Twenty-four at last count.

If you want, you can see 20 of them on-stage for two solid hours each Wednesday and Thursday evenings.

Unseen those nights are four other wannabe Democrat presidents — a 20 percent larger field — who didn’t qualify for these events, according to the Democratic National Committee’s low bar for admission.

President Trump and the Republican National Committee, of course, are delighted. The more Democrats fighting and the longer they fight, the shorter time it leaves for that party to unite next year behind the final pick.

So, the merrier it would be for the GOP, which has one realistic candidate to focus on and raise money for from Day One.

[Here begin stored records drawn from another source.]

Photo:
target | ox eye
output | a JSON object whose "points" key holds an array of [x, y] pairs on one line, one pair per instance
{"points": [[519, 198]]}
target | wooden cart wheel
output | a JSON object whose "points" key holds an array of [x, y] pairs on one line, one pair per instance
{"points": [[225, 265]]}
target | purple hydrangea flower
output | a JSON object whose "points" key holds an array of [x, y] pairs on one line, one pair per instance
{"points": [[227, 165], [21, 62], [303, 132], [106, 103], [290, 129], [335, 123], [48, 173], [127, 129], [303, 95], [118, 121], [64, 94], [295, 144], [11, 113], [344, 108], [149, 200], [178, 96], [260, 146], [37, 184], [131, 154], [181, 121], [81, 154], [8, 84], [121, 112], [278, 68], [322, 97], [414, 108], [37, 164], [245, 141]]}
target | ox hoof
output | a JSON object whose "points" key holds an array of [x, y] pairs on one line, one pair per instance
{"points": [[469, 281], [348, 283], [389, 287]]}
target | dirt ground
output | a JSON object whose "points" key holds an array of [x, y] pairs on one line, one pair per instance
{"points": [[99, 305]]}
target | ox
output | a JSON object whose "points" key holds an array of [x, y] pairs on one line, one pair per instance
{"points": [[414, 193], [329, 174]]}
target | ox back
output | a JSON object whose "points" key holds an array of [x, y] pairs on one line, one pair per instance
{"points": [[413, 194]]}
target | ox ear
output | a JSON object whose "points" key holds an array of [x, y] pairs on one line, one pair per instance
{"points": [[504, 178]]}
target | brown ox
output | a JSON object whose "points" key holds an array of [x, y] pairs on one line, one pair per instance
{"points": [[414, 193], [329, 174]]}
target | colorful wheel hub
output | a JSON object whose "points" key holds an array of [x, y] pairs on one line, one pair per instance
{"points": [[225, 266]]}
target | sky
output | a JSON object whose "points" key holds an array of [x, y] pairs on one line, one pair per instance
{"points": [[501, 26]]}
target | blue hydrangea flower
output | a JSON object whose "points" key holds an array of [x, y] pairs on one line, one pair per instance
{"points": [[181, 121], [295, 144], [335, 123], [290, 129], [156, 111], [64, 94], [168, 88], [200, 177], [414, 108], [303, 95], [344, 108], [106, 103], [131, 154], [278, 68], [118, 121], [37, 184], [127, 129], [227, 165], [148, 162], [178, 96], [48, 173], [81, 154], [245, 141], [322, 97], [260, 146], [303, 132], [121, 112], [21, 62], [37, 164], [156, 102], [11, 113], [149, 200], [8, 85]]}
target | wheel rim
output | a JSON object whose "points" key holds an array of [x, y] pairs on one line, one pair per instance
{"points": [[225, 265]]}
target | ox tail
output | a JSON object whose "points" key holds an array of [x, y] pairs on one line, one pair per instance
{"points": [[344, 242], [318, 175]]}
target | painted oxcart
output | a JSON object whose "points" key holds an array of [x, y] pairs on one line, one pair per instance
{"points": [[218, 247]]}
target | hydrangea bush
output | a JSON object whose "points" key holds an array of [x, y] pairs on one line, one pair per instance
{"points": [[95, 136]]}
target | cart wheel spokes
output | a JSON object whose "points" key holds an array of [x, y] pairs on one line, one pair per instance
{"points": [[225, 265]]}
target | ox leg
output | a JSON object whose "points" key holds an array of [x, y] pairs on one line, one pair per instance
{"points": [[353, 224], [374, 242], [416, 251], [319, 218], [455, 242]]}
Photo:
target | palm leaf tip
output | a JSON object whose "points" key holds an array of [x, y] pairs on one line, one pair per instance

There is a converse view, of course, that a large, diverse field competing will produce the best candidate. You can judge the diversity of views yourself on NBC starting tomorrow.

Ask Republicans about large fields; they had 17 in 2016, which guaranteed none would obtain majority support in the primaries. So, it’s quite possible Democrats too will select an unlikely nominee to run against the unlikely 2016 GOP nominee.

For the moment, Democrats are focused on offering more freebies to primary voters, despite wide agreement that their real goal is ousting Trump.

The newest Hill-HarrisX survey found nearly three-quarters of Democrats and Democrat-leaners agree there are too many presidential candidates. Eighty-eight percent of voters over 50 concurred. Sixteen percent said the field was like Goldilocks’ porridge, just about right.

Twelve percent, quite possibly smoking something, said the party needs more candidates.


A Des Moines Register poll in early June found 79 percent of likely caucus-goers wanted some candidates to drop out. So far, the collective answer has been, “You first.”

This week’s debates are crucial for much of the field. Although each individual’s time on-camera will be short, it will give them valuable national exposure and a priceless opportunity to plug their website to millions of viewers.

The second quarter of fundraising ends this weekend. So, time is short to stay in the running as media judge political support now by millions of dollar$.

After being accused of putting its thumb on the scale to favor Hillary Clinton last time, the DNC set low levels of qualification this time. But the criteria tightens for the third and fourth sets of debates come September and October.

Then, every debate participant must have at least two percent support in at least four polls (twice the current level).

And they must certify their campaigns got donations from a minimum 130,000 individuals and a minimum 400 individual donors in at least 20 states. That’s twice the current number of total donors.

Of course, none of this prohibits candidates from continuing to campaign. It just cuts off their national TV exposure, which will choke off money.